Further referring to FIG. 2C, a plurality of nanostructures 222 according to the first embodiment of the present invention, are applied to the sensing area 221 by electrostatical attachment. In this embodiment, the nanostructures 222 may be made from ZnO nanorods, TiO₂nanorods or other types of oxide materials which do not harm the proteins, by combination or alone. The nanostructures 222 are utilized for improving a binding ability between the sensing area 221 of the sensing pad 220 and the proteins.
Further referring to FIG. 2A, the transistor 210 and the sensing area 221 of the sensing pad 220 are surrounded by electrically isolating materials (such as photoresist or polymer) 214 to form a sensing sink 223 which is utilized for containing the protein solution and isolating the protein solution from the transistor 210 so as to avoid the damage to the transistor 210 that is resulted from dipping in the solution. By the structure of the sensing sink 223, the sensing area 221 is increased significantly and thus increases the sensitivity of detection. Preferably, the volume of the sensing sink 223 is 72.75 nl (nanoliter).

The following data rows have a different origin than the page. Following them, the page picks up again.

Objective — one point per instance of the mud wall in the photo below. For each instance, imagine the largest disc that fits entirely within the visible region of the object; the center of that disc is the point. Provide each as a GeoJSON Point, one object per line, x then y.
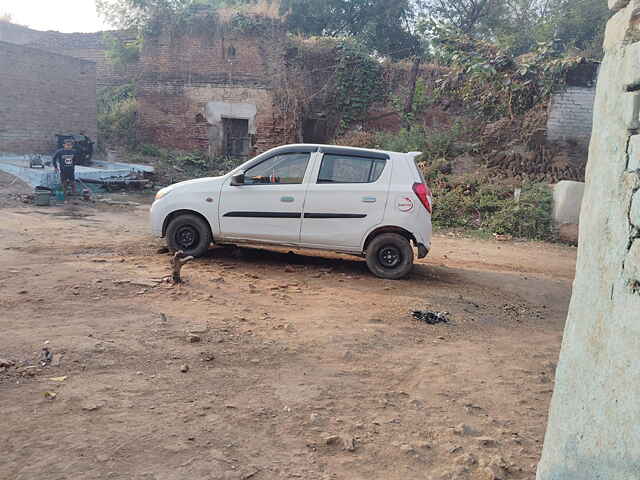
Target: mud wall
{"type": "Point", "coordinates": [594, 424]}
{"type": "Point", "coordinates": [571, 115]}
{"type": "Point", "coordinates": [87, 46]}
{"type": "Point", "coordinates": [42, 94]}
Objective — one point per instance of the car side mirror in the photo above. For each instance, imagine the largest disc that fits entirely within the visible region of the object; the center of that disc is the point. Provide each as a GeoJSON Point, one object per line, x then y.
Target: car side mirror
{"type": "Point", "coordinates": [237, 180]}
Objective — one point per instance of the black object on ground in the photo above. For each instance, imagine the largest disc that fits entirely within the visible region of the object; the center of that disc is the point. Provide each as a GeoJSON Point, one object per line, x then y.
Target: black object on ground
{"type": "Point", "coordinates": [432, 318]}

A method of measuring a variation of a drain current is applied on the biosensor 200 to calculate the concentration of the target protein in the protein solution, the variation of the drain current is resulted from a variation of charge distribution of the channel layer 211 when the protein of the protein solution (i.e. antigens) combines with the protein carried on the sensing area 221 of the sensing pad 220 (i.e. antibodies), so that the concentration of the target protein in the protein solution can be obtained by calculating the variation of said drain current.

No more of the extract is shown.